Depuis, l'accroissement continu du nombre de visiteurs s'est accompagné d'un doublement du temps de séjour dans la région et devrait encore s'accroître. Avec le temps, les impacts positifs sont aujourd'hui reconnus. Enfin, la dynamique enclenchée a engagé l'État à réaliser des travaux de restauration dans le village.

Le centre d'accueil informe sur le village, son histoire et son patrimoine, sur les autres sites à visiter au travers d'une exposition. Par un accord avec le NMHPS, les commerçants du village peuvent offrir à leurs clients des réductions sur l'entrée du site de la Vallée de la Boyne.

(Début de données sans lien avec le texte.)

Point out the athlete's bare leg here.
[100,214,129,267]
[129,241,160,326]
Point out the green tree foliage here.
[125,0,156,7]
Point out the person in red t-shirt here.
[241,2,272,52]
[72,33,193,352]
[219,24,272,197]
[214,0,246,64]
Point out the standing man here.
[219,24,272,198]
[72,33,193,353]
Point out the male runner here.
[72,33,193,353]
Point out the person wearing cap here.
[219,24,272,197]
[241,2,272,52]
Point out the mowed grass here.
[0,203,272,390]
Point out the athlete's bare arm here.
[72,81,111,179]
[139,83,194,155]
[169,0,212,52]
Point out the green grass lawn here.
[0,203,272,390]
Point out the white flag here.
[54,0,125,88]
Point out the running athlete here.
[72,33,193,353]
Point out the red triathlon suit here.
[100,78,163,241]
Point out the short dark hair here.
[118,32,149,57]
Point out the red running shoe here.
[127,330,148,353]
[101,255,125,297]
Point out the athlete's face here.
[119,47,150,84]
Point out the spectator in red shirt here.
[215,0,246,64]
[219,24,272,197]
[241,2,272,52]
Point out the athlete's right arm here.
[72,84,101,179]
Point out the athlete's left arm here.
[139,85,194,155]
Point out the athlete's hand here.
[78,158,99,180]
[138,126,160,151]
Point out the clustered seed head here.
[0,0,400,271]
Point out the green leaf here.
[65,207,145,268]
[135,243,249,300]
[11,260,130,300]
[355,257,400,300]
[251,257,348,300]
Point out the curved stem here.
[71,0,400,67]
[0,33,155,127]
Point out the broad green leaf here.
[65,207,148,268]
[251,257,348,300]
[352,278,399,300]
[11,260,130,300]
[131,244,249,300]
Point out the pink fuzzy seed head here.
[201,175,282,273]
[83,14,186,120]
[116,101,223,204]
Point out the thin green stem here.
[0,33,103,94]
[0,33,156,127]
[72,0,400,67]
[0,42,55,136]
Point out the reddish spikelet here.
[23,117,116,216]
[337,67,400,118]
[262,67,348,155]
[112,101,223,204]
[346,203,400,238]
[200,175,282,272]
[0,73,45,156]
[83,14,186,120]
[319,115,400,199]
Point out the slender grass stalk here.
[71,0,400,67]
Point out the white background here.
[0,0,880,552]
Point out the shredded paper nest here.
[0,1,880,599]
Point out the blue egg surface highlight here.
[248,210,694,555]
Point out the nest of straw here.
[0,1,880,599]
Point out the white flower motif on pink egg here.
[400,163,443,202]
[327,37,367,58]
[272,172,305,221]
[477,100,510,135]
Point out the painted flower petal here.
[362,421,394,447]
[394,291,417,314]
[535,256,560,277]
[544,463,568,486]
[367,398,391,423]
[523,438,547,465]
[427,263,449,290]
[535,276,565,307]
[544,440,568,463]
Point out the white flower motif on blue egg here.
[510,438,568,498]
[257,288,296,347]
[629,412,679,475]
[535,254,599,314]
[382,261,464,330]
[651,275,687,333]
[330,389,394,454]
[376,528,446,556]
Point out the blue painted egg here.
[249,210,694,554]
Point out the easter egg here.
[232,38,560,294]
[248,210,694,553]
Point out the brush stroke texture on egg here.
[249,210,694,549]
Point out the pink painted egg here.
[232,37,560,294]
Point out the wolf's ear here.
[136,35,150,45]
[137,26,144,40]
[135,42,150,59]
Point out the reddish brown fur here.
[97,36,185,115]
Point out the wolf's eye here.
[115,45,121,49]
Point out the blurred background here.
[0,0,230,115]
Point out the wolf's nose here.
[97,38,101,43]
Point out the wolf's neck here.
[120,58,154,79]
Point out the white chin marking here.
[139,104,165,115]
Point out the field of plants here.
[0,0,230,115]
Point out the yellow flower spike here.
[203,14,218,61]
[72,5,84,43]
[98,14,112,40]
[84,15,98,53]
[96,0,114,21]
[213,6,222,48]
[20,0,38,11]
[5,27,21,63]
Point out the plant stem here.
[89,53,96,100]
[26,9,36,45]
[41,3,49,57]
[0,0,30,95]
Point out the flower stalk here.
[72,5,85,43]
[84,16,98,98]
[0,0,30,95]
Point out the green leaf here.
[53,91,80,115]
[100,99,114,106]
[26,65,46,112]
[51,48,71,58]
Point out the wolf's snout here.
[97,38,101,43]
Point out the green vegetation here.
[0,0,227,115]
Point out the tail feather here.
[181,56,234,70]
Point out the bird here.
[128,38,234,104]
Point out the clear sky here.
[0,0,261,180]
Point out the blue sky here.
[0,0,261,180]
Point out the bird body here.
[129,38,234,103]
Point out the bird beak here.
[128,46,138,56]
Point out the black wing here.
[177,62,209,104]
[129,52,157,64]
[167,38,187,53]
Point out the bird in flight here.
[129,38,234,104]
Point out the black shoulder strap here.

L'ensemble du projet a été conçu dans le cadre d'un groupe de travail comprenant des représentants de l'État, des intérêts régionaux et locaux (les collectivités locales, le comité régional du tourisme, l'université de Dublin ... ). A également été créé un comité consultatif pour suivre le projet, comprenant des propriétaires locaux, des habitants, des commerçants ... ). En tout état de cause, le caractère privé du site oblige à des contacts et ajustements permanents avec les habitants, particulièrement les agriculteurs.

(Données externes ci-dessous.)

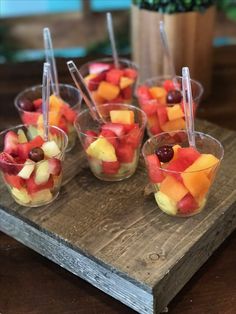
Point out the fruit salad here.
[15,84,81,150]
[136,77,203,136]
[0,125,68,207]
[143,133,223,217]
[75,104,146,181]
[80,58,138,112]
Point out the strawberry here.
[3,131,19,156]
[0,152,22,175]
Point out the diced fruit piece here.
[110,110,134,124]
[18,159,35,179]
[89,62,111,74]
[26,173,54,194]
[11,188,31,204]
[42,141,61,158]
[31,189,53,204]
[102,161,120,174]
[157,106,168,125]
[161,118,185,132]
[166,89,182,104]
[106,69,123,86]
[21,111,41,125]
[18,135,44,160]
[181,172,210,198]
[167,105,184,120]
[86,137,117,162]
[29,147,44,162]
[146,154,165,183]
[102,123,125,137]
[160,175,189,202]
[4,131,19,156]
[156,145,174,162]
[163,80,175,92]
[35,160,50,185]
[88,72,106,91]
[124,68,138,79]
[0,152,21,175]
[97,81,120,100]
[100,130,118,148]
[125,125,142,148]
[155,191,177,216]
[48,158,62,176]
[120,76,134,89]
[4,173,24,189]
[183,154,219,174]
[116,144,135,163]
[17,129,28,144]
[177,193,199,214]
[61,103,76,123]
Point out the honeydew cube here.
[160,175,189,203]
[18,159,35,179]
[35,160,50,185]
[97,81,120,100]
[11,188,31,204]
[161,118,185,132]
[167,105,184,120]
[86,137,117,161]
[41,141,61,158]
[110,110,134,124]
[120,76,134,89]
[17,129,28,144]
[154,191,177,216]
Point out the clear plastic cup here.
[79,58,138,108]
[15,84,82,151]
[142,131,224,217]
[75,104,147,181]
[136,76,203,136]
[0,125,68,207]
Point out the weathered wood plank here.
[0,121,236,313]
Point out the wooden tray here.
[0,121,236,313]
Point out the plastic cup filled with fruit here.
[142,131,224,217]
[79,58,138,108]
[15,84,81,151]
[136,76,203,136]
[0,125,68,207]
[75,104,147,181]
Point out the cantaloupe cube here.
[160,175,189,202]
[181,170,211,198]
[167,105,184,120]
[161,118,185,132]
[120,76,134,89]
[110,110,134,124]
[97,81,120,100]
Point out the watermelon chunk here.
[102,161,120,174]
[146,154,165,183]
[116,144,135,163]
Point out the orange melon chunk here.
[97,81,120,100]
[167,105,184,120]
[160,175,189,202]
[110,110,134,124]
[161,118,185,132]
[181,170,211,198]
[120,76,134,89]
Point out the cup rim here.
[14,83,82,113]
[74,103,147,139]
[79,57,139,71]
[142,130,224,174]
[135,75,204,100]
[0,124,68,166]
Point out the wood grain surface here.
[0,46,236,314]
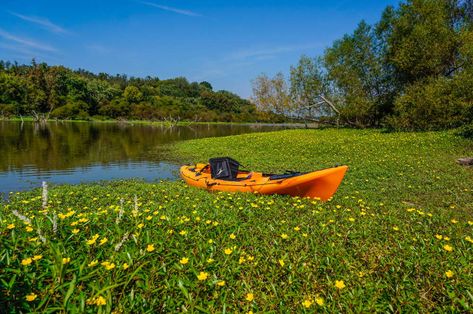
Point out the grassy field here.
[0,130,473,313]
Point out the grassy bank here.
[0,116,296,128]
[0,130,473,313]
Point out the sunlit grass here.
[0,130,473,313]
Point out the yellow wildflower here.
[86,234,99,245]
[443,244,453,252]
[245,293,255,302]
[33,255,43,261]
[87,260,99,267]
[95,296,107,306]
[101,261,115,270]
[197,271,209,281]
[335,280,346,289]
[302,299,312,308]
[26,292,38,302]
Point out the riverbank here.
[0,117,306,128]
[0,130,473,313]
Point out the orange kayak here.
[180,164,348,201]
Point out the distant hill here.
[0,60,280,122]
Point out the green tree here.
[123,85,143,104]
[252,72,292,117]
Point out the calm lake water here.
[0,121,290,198]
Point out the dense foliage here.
[0,130,473,313]
[0,60,272,121]
[254,0,473,130]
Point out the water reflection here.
[0,121,288,193]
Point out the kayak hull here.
[180,164,348,201]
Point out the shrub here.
[387,78,472,130]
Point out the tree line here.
[252,0,473,130]
[0,60,282,122]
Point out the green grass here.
[0,130,473,313]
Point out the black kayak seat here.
[209,157,240,181]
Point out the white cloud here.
[0,28,57,52]
[225,44,322,60]
[10,12,69,34]
[138,1,202,16]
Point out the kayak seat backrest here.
[209,157,240,181]
[269,172,303,180]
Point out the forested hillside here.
[0,60,274,122]
[253,0,473,130]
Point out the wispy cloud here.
[85,44,110,55]
[9,12,69,34]
[138,1,202,16]
[225,44,322,60]
[0,28,57,52]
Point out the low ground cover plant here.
[0,130,473,313]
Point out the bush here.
[386,78,472,130]
[455,123,473,139]
[0,104,15,118]
[51,100,90,120]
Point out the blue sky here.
[0,0,398,97]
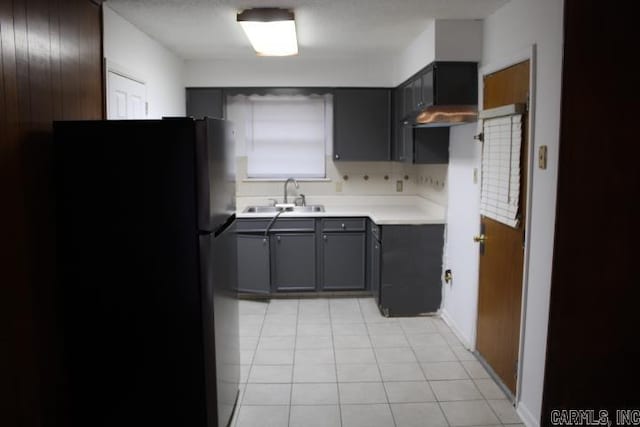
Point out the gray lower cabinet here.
[271,233,316,292]
[322,232,366,291]
[237,234,271,294]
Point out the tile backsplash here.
[236,157,447,206]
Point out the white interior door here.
[107,71,147,120]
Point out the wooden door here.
[476,61,529,395]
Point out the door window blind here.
[480,114,522,227]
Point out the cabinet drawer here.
[236,218,316,233]
[322,218,366,232]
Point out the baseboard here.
[440,308,473,350]
[516,402,540,427]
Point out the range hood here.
[395,61,478,127]
[412,105,478,127]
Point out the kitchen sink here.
[242,205,324,213]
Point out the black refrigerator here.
[54,118,240,427]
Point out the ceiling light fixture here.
[236,7,298,56]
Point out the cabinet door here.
[413,127,449,164]
[333,89,391,161]
[187,88,224,119]
[434,62,478,105]
[369,234,381,303]
[237,234,271,294]
[322,233,366,291]
[401,125,414,163]
[411,76,424,110]
[271,233,316,291]
[380,224,444,316]
[421,69,433,107]
[391,88,404,161]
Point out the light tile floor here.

L'importance de la communication
« Je dois souligner que les stratégies adoptées ont beaucoup évolué durant la dizainle d'années qu'a duré l'établissement de notre plan de gestion. Durant cette période nous avons fait des erreurs, souvent changé d'orientation, et testé de nouvelles pistes. Sans doute la leçon la plus importante que nous avons apprise est l'importance vitale de la communication avec le grand public et surtout avec les populations locales ».
(Eugene Keane, National Monuments and Historie Properties Service, gestionnaire de la Vallée de la Boyne)


Conclusion

Le gestionnaire du site souligne que pour aboutir à des solurions aux problèmes délicats de conservation des vestiges induits par la visite, il a été nécessaire d'adopter une démarche de projet et de gestion globale et multidimensionnelle.

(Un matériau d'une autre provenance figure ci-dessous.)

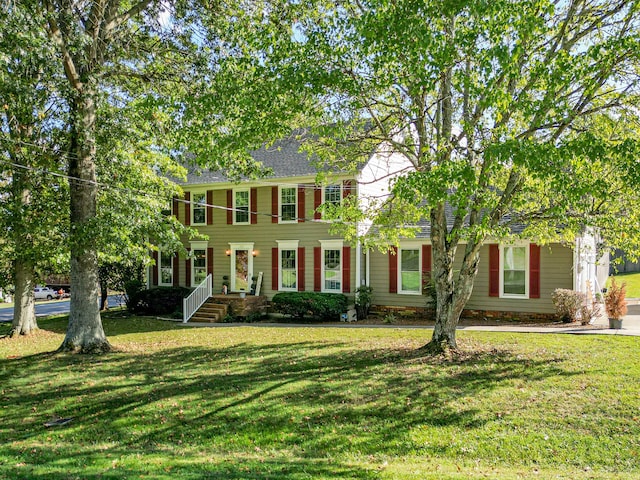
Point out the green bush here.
[127,287,191,315]
[271,292,347,320]
[551,288,587,323]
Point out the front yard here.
[0,317,640,480]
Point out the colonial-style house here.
[150,139,608,321]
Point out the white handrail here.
[182,274,212,323]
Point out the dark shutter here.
[313,247,322,292]
[389,247,398,293]
[271,249,280,292]
[529,243,540,298]
[207,190,213,225]
[342,247,351,293]
[298,185,306,223]
[184,192,191,225]
[489,243,500,297]
[271,187,280,223]
[313,187,322,220]
[207,247,213,278]
[249,188,258,225]
[296,247,304,292]
[151,252,159,285]
[227,189,233,225]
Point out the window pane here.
[324,250,342,291]
[324,185,342,204]
[504,270,526,295]
[504,247,527,271]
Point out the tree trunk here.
[59,86,111,353]
[9,259,38,337]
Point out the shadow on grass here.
[0,336,572,479]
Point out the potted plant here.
[604,278,627,329]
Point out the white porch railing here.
[182,274,211,323]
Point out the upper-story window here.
[280,187,298,223]
[324,183,342,205]
[500,245,529,298]
[233,189,250,225]
[191,192,207,225]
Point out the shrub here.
[271,292,347,320]
[127,287,190,315]
[355,285,373,320]
[604,278,627,320]
[551,288,587,323]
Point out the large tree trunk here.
[9,259,38,337]
[60,87,111,353]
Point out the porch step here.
[189,298,229,323]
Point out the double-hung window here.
[500,245,529,298]
[159,250,173,286]
[191,192,207,225]
[233,189,250,225]
[320,240,342,293]
[398,248,422,294]
[280,187,298,223]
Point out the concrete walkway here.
[181,299,640,337]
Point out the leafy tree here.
[218,0,640,352]
[0,3,67,336]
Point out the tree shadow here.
[0,341,574,479]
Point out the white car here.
[33,287,58,300]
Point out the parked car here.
[33,287,58,300]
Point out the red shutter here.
[296,247,304,292]
[298,185,306,223]
[342,247,351,293]
[313,187,322,220]
[389,247,398,293]
[207,190,213,225]
[342,180,353,198]
[422,245,431,287]
[207,247,213,277]
[249,188,258,225]
[489,243,500,297]
[184,192,191,225]
[184,248,191,287]
[529,243,540,298]
[271,187,280,223]
[171,197,178,219]
[313,247,322,292]
[151,252,159,285]
[173,253,180,287]
[227,189,233,225]
[271,249,280,292]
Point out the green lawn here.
[609,272,640,298]
[0,318,640,480]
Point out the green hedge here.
[271,292,348,320]
[127,287,191,315]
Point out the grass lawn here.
[607,272,640,298]
[0,317,640,480]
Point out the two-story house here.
[151,135,608,318]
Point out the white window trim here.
[158,250,175,287]
[189,191,207,225]
[233,188,251,225]
[276,240,300,292]
[189,242,209,287]
[320,240,344,293]
[278,185,298,224]
[322,181,344,205]
[398,244,423,295]
[229,243,254,293]
[500,242,530,299]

Une telle approche nécessite une concertation étendue et aussi beaucoup de compromis. Le service chargé de la gestion de la Boyne insiste sur l'importance de la formation des responsables de ses sites à des
techniques nouvelles : concertation locale, communication, socio-économie du tourisme.

Le cas de la Vallée de la Boyne est également inréressant à un autre titre : il montre qu'il est possible pour un organisme public de gérer un site archéologique sans qu'il en détienne pour autant la maîtrise foncière, les vestiges se trouvant sur des terrains privés, exploités par des agriculteurs.